Kesha Reveals How She Got Through Her Darkest Days & It's Something We Can All Learn From
In just about every way possible, Kesha is a true survivor. And while fans were given a closer look at that side on her defiant comeback album Rainbow, they may also be interested to know how Kesha survived her darkest days. Though music was clearly a pivotal part of her healing process, a new Rolling Stone profile on the singer seems to suggest that a solid support system is what encouraged her to make it through life's most difficult challenges. This idea might not be revolutionary, but it's certainly heartening to hear. Especially when some of those friends are made up by an unexpected cross-section of people that includes Taylor Swift, her staunch fans, and the Eagles of Death Metal frontman, Jesse Hughes.
While the profile covers various aspects of Kesha's personal life and career, the common thread within the piece is how even the smallest of gestures from other people helped to keep her strong. In one part, for instance, Kesha is described as becoming "choked up," when thinking about how "unwavering," her fans were in supporting her. Particularly in providing support through Kesha's public legal battle against Dr. Luke. In responding to such eminent shows of love, the singer said, "I don't know what I did to deserve such wonderful people in my life."
Meanwhile, other sections of the profile detail how fellow musicians showed their support in public and private ways to the singer. Memorably, of course, there was Swift's donation of $250,000 toward Kesha's legal expenses, but what the public didn't get to see was Swift's adorable treatment of Kesha behind the scenes. Describing the "Look What You Made Me Do" singer as "extremely generous" and a "sweetheart," Kesha also acknowledged that Swift "picks up the phone every time I call her. My mom doesn't even always pick up the phone!"
Then there's Hughes, framed as a long-time friend and supporter of the singer, who shared that he and his bandmates were like "big brothers." Offering, in that overly aggressive manner that well-meaning big brothers can sometimes do, to "beat the... contract out of" a certain someone for Kesha. Perhaps one of the most touching anecdotes, however, is hearing about Kesha accepting help for her eating disorder. She describes feeling "like a loser" while she was trying to restore her health until an unnamed musician gave her a call on the same day after he'd won several Grammys. Kesha said,
"He was like, 'Congratulations to you,' And I was like, 'For what?' And he was like, 'Who cares about my Grammys? You just saved your f*cking life.' And I just was blown away by that, because it made me look at the whole thing totally differently. [Kesha realized] Oh, wait. I did just take my life into my own hands and choose life over a slow, painful, shameful self-imposed death. And I need to stop just being so f*cking mean to myself."
It's clear when reading the profile how much these people, and these moments, meant to Kesha. And what's perhaps so moving is that (with the exception of Swift's financial donation) they're all simple acts of kindness and love we all can all practice in our everyday lives to people we may or may not know.

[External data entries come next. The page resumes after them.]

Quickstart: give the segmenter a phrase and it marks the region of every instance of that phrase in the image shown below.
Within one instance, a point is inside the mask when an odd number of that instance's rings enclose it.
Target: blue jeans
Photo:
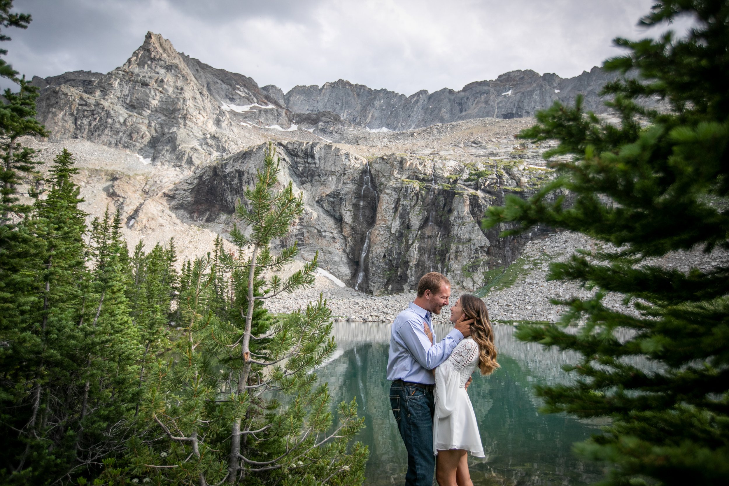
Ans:
[[[407,486],[432,486],[435,456],[433,455],[433,392],[393,382],[390,405],[402,442],[408,450]]]

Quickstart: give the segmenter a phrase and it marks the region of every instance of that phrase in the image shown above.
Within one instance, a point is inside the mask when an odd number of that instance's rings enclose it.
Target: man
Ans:
[[[390,404],[400,436],[408,450],[408,486],[432,486],[435,456],[433,455],[433,372],[453,352],[456,345],[469,336],[472,320],[459,321],[442,341],[434,342],[432,315],[448,305],[451,282],[445,275],[431,272],[418,283],[418,295],[392,324],[387,379]]]

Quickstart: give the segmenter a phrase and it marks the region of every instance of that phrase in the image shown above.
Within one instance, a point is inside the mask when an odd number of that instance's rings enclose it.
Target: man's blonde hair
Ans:
[[[435,294],[444,285],[450,287],[451,281],[443,273],[438,273],[437,272],[426,273],[421,277],[420,281],[418,282],[418,297],[423,297],[426,290],[429,290],[431,294]]]

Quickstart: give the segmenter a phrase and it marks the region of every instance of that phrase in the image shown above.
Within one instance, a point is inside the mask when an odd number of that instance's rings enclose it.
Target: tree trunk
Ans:
[[[253,254],[251,256],[251,267],[248,273],[248,313],[246,314],[246,329],[243,334],[243,344],[241,346],[241,353],[243,356],[243,369],[238,380],[238,394],[236,398],[243,394],[248,383],[248,375],[251,372],[251,352],[249,346],[251,342],[251,327],[253,324],[253,284],[256,277],[256,256],[258,255],[258,244],[253,247]],[[230,437],[230,457],[228,460],[228,482],[235,483],[238,472],[240,470],[241,460],[241,418],[233,420],[232,436]]]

In addition to reminding us that celebrities aren't these lone, infallible figures who are immune to the hardships of everyday life, the profile also provides a crucial reminder that it sometimes takes an entire community to help heal an individual. That there's no shame in reaching out to others if you need help of any sort. But also, that there's no gesture too small in offering support to someone who may need it themselves.

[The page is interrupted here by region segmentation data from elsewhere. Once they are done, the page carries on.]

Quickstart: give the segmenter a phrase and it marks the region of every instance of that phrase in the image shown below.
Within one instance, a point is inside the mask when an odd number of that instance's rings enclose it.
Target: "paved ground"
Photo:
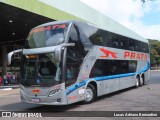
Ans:
[[[160,71],[151,72],[151,81],[143,87],[138,89],[129,88],[119,92],[115,92],[109,95],[98,98],[94,103],[83,105],[76,103],[68,106],[45,106],[45,105],[33,105],[20,102],[19,89],[13,90],[0,90],[0,110],[30,110],[30,111],[43,111],[50,110],[53,114],[54,111],[160,111]],[[92,113],[94,114],[94,113]],[[49,119],[49,118],[47,118]],[[63,120],[64,118],[56,118]],[[72,119],[72,118],[68,118]],[[81,120],[83,118],[77,118]],[[87,118],[87,119],[96,119]],[[98,118],[105,119],[106,118]],[[115,120],[160,120],[160,118],[124,118],[115,117],[107,118]]]

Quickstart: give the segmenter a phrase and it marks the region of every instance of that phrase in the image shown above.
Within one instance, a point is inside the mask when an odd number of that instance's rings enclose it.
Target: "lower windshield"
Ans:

Between natural and man-made tragedies, these are emotionally demanding times, and there's a lot of people feeling the impact of that right now. Kesha made it out of her own darkest days with the help of friends, fans, family, and a network of co-workers. And now is the time we can do exactly the same — for ourselves, for our loved ones, and even for absolute strangers. It can be a gesture as small as answering the phone, or one as big as giving a donation. But as Kesha has reminded us, those acts are a shining light through adversity and hardship; they may even be a rainbow.